Wednesday, June 18, 2014
I WAS AN OPTIMIST, ONCE
I was his nephew, his peculiar and intimate nephew. I was hanging on to his coat-tails all the way through. I made pills with him in the chemist's shop at Wimblehurst before he began. I was, you might say, the stick of his rocket; and after our tremendous soar, after he had played with millions, a golden rain in the sky, after my bird's-eye view of the modern world, I fell again, a little scarred and blistered perhaps, two and twenty years older, with my youth gone, my manhood eaten in upon, but greatly edified, into this Thames-side yard, into these white heats and hammerings, amidst the fine realites of steel—to think it all over in my leisure and jot down the notes and inconsecutive observations that make this book. It was more, you know, than a figurative soar. The zenith of that career was surely our flight across the channel in the Lord Roberts B....

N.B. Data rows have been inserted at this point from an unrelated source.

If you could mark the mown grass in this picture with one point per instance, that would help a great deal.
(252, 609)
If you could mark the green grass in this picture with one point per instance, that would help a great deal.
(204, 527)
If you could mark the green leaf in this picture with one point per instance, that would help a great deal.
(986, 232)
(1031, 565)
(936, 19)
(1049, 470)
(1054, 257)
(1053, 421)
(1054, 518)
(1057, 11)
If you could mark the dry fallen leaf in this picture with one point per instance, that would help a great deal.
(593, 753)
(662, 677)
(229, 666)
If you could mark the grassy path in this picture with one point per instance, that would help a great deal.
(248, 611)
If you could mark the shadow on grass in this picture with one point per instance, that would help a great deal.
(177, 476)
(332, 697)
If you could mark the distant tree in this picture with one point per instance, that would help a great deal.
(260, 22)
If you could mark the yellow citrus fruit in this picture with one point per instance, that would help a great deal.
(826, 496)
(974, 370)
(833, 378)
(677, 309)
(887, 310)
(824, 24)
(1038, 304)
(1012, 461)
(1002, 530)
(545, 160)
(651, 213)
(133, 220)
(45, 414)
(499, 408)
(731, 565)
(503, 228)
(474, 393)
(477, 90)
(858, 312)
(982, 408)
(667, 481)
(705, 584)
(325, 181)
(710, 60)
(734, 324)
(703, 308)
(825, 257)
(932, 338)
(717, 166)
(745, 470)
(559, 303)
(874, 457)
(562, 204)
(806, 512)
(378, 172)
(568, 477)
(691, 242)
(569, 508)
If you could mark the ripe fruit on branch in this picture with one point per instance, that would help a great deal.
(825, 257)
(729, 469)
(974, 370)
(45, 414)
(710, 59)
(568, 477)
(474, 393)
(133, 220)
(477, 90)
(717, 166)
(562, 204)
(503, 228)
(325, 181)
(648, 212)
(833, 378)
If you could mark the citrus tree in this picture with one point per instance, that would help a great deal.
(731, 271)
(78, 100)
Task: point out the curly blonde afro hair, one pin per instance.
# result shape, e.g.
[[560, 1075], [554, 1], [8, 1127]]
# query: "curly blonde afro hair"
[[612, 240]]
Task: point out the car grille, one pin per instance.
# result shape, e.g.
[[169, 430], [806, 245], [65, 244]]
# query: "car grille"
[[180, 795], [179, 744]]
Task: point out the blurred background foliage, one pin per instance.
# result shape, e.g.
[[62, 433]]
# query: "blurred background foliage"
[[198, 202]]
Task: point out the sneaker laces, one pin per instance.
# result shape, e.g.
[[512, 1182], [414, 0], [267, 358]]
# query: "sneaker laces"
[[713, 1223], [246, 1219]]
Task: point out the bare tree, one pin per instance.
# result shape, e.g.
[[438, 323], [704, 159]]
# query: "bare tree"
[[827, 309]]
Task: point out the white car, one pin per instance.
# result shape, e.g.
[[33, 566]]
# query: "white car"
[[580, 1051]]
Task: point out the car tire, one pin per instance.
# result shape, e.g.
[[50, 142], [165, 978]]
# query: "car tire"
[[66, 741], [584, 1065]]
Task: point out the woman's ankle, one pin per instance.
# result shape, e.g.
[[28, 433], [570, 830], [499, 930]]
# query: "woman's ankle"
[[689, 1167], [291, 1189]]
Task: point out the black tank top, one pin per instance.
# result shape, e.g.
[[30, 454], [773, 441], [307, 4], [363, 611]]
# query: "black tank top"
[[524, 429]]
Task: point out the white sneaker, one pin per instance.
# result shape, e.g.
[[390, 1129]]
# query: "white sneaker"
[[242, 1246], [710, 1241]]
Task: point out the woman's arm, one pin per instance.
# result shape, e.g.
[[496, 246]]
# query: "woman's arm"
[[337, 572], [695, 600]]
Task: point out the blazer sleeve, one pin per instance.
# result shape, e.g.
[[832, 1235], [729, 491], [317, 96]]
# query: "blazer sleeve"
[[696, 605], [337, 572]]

Text: H.G. Wells, Tono-Bungay (1909)
Note: It's funny the things you find in book shops when you're not looking for them. When I was at boarding school, the chair where I preferred to read in the library when I wasn't taking notes in a carrell placed my right leg in intimate proximity to Tono-Bungay. And today on Mercer Street a Journeyman Library edition of the novel stared me directly in the face. When I finally was able to focus (the sun and heat were unbearable; that's what drove me into the store), it was by far the most attractive thing I saw all day waiting for my appointment. The jungle animals are dressing strangely these days.